フルートのソロもビヴラートではなく、ビビりながら吹いてしまったので大地の言う「ビビラート」になってしまっていた。
トロンボーンのソリもいまひとつ、音に張りがない。繰り返しの部分でまた、航平が同じ音をミスする。その直後、航平の音が消えた。未樹は心臓が飛び出さんばかりにドクドクと鼓動を始めるのを感じ取っていた。
何かザワついた状態で演奏は進んで行く。今回、大地はこういった場合に備えて、すべての曲のドラムセットを悠馬に任せていた。それは間違いなく正解であったのだ。
最後で洋平と将輝のソロは綺麗に響いたが、曲全体の仕上がりは昨日までの合奏に比べると非常に悪いものであった。

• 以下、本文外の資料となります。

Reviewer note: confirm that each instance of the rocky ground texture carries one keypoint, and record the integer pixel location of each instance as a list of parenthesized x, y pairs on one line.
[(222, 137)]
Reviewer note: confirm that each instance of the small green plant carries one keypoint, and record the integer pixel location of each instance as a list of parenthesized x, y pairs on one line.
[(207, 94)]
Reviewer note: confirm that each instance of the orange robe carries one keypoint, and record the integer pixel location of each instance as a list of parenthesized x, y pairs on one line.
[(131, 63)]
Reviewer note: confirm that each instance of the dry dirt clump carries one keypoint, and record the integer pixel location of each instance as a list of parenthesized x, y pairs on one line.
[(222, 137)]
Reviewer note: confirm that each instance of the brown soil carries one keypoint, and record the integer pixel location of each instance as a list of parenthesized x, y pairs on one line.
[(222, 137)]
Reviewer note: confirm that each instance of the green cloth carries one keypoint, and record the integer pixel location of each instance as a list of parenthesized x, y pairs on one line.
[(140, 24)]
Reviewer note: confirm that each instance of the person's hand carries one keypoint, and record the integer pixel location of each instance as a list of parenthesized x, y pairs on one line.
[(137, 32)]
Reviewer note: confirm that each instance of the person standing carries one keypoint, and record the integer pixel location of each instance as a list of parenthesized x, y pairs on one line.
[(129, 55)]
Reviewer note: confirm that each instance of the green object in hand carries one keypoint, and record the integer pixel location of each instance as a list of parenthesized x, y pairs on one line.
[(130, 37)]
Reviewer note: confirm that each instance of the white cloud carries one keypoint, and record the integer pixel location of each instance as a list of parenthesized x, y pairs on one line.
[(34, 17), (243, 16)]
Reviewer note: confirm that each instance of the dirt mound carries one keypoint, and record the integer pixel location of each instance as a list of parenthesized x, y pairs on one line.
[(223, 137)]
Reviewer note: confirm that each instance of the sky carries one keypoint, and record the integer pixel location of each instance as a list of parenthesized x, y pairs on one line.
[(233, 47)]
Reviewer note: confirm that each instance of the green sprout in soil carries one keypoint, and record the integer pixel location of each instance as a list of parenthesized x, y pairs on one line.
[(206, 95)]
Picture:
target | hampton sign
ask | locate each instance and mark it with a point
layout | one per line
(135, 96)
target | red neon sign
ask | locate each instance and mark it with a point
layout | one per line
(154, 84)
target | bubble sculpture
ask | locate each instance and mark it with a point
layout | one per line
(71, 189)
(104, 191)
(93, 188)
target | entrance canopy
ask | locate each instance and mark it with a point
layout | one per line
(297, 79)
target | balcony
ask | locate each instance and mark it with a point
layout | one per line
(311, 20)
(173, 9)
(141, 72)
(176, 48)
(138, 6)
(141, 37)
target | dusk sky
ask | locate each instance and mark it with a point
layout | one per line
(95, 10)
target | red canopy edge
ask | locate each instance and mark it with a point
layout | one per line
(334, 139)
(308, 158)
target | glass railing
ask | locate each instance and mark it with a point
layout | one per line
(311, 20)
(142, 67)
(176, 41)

結局、最後の「崖の上のポニョ」もパッとしない演奏になってしまった。
「……。」
「……。」
部員たちは椅子に座ったまま、誰も何も言わない。今、愛美と大輝、洋平の3人が大地に指示を聞きに行っているのだ。
「練習不足……やんな」
照が呟いた。将輝が応える。
「それ以外に何があんねん」
「……ないわな」
自嘲気味に笑う照。それっきり、誰も何も言わなかった。
ガラガラと音楽室の扉を開ける音がしたので、部員たちがハッと顔を上げる。そして、入ってきたのは大地だった。
「今日は、お疲れ様でした」
「……。」
誰も何も応えない。大地は続けた。
「今日の演奏は、君らの練習量、それと本番に対する意識、そして本番をこなしてきた回数を考えれば、当然の結果やったと思います」
その言葉にショックを受ける様子の部員たちは多数であった。
「自分たちが思っていた以下の演奏しかできへんかったはずや。けれど、それは裏を返せばまだまだ君らに伸びしろがあるっていうこと。コンクールまでまだ3ヶ月程度ある。もちろん、『もう』3ヶ月しかないと考える子もおるやろう。やけど、先生は『まだ』3ヶ月もあると思ってる」
あまりにも前向きすぎる大地に辟易しそうになる部員もいた。しかし、次の言葉が部員たちの何かを変えた。
「君らはできる」
実香子や弓華が顔を上げた。
「先生はそう信じてる」
「……。」
「やから、頑張ってくれよ。今日は以上です。お疲れ様でした。片付け終わったら各自、解散!」
そう言うと大地は入口のほうへと向かう。不意に周平が立ち上がり、大声で言った。
「ありがとうございました!」
それにつられるように、全員が立ち上がり言う。
「ありがとうござました!」
大地は振り返って優しげに笑い、音楽室を後にしたのだった。